The standard terms of the majority of commercial leases require that the Landlord insures the property and that the tenant must repay the cost of this through means of the “insurance rent”. This insurance usually takes the form of a number of insured risks which are agreed upon in the lease, along with three years loss of rent. The landlord will also insure the property for what they believe its reinstatement value to be.

Many tenants feel that this leaves them at a disadvantage as landlords are not required by the lease to shop around for the best deal, and given that they have no financial “skin in the game” are more often than not, not inclined to do so, leaving their tenants invariably out of pocket.

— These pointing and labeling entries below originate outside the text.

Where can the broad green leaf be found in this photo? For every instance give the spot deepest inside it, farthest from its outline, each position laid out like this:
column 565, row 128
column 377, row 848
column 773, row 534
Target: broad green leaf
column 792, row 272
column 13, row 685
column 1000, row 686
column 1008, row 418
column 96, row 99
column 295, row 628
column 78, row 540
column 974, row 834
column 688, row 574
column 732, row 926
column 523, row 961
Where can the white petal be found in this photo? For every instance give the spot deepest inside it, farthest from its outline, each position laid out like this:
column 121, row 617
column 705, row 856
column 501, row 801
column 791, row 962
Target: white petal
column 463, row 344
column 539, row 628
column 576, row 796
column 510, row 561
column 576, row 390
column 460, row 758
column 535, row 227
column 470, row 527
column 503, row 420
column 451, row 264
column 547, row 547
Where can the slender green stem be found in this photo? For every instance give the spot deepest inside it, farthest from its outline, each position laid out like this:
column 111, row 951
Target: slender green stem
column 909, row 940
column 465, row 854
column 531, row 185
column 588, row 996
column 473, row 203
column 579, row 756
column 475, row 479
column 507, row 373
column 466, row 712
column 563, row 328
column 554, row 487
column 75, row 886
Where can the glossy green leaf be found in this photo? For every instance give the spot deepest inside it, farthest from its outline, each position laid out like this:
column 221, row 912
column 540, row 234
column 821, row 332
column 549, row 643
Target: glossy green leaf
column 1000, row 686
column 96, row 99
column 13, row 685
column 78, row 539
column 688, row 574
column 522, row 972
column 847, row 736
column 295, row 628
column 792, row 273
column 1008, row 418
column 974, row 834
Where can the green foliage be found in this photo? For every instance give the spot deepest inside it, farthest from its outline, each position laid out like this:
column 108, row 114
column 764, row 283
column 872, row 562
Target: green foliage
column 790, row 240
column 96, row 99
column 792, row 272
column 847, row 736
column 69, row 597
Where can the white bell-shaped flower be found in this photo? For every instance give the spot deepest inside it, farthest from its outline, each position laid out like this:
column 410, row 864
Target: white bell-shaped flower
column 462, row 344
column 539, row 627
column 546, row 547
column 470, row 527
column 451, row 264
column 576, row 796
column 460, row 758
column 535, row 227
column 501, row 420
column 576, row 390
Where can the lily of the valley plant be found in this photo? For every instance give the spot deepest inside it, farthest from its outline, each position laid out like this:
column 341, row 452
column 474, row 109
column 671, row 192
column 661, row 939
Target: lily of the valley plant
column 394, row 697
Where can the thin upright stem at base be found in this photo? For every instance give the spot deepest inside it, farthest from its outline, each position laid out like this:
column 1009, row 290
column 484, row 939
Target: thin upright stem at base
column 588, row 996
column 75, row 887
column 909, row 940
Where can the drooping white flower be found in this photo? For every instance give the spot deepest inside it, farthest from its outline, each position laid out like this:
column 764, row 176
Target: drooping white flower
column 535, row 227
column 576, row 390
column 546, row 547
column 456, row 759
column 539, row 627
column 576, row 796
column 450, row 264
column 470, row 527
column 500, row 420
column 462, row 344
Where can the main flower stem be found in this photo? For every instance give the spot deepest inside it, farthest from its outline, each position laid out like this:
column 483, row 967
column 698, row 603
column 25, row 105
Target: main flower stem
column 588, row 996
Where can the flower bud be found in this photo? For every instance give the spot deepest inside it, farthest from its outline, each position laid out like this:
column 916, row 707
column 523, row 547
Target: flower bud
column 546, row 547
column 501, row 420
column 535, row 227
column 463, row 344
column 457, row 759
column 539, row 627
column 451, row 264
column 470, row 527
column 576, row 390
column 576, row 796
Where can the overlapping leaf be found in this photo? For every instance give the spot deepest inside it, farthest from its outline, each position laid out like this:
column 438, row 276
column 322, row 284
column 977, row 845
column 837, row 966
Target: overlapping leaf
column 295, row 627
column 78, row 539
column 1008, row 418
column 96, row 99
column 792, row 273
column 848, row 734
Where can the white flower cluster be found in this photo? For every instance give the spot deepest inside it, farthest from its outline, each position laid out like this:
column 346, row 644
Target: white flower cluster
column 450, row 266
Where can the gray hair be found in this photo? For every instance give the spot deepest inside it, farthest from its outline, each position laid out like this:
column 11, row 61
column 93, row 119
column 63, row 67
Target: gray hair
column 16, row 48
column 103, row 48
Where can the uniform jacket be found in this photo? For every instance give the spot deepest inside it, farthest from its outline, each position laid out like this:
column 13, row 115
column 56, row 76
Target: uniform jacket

The reason why the landlord insures is simple; as it is the Landlord’s property, the Landlord wants to ensure that their investment is adequately protected. Furthermore, where the property be part of an industrial estate or office block the Landlord will need to insure the area as a whole or in conjunction with any other properties that the landlord owns. In such circumstances, the tenant will then have to pay a percentage of the cost of the insurance premium. This is usually defined in the lease as a fair percentage; however it may be prudent for tenants to specify a percentage of the premium that they will pay. This would mean that should the landlord fail to let all of the units on the estate or in the building, the tenant’s insurance premium would not increase. It does, however, run the risk that should the landlord expand the estate or add additional properties to the policy, the tenant may then be paying over the odds. Therefore, it is worth considering a clause whereby the tenant pays a fair proportion of the premium but that this does not increase if the landlord does not let all of the units.

There are instances where it is considered more appropriate for the tenant to insure a building. This is when the lease is for a whole building and over a long period of time and, as a minimum, landlords will require that the property is insured in both the name of the landlord and the tenant and that a copy of the policy is provided to the landlord.

Tenants should also consider carefully if they are adequately protected should the property be damaged or destroyed by an insured risk and the property is not fit for occupation. In such circumstances, a tenant will at the least want to ensure that there is a rent suspension for that period and ideally a clause allowing them to end the lease early if the landlord has not rebuilt or repaired the property within a set timeframe.

It is also important to remember that whilst the landlord will be responsible for insuring the property, tenants will need to make sure they have their own cover for plate glass and contents.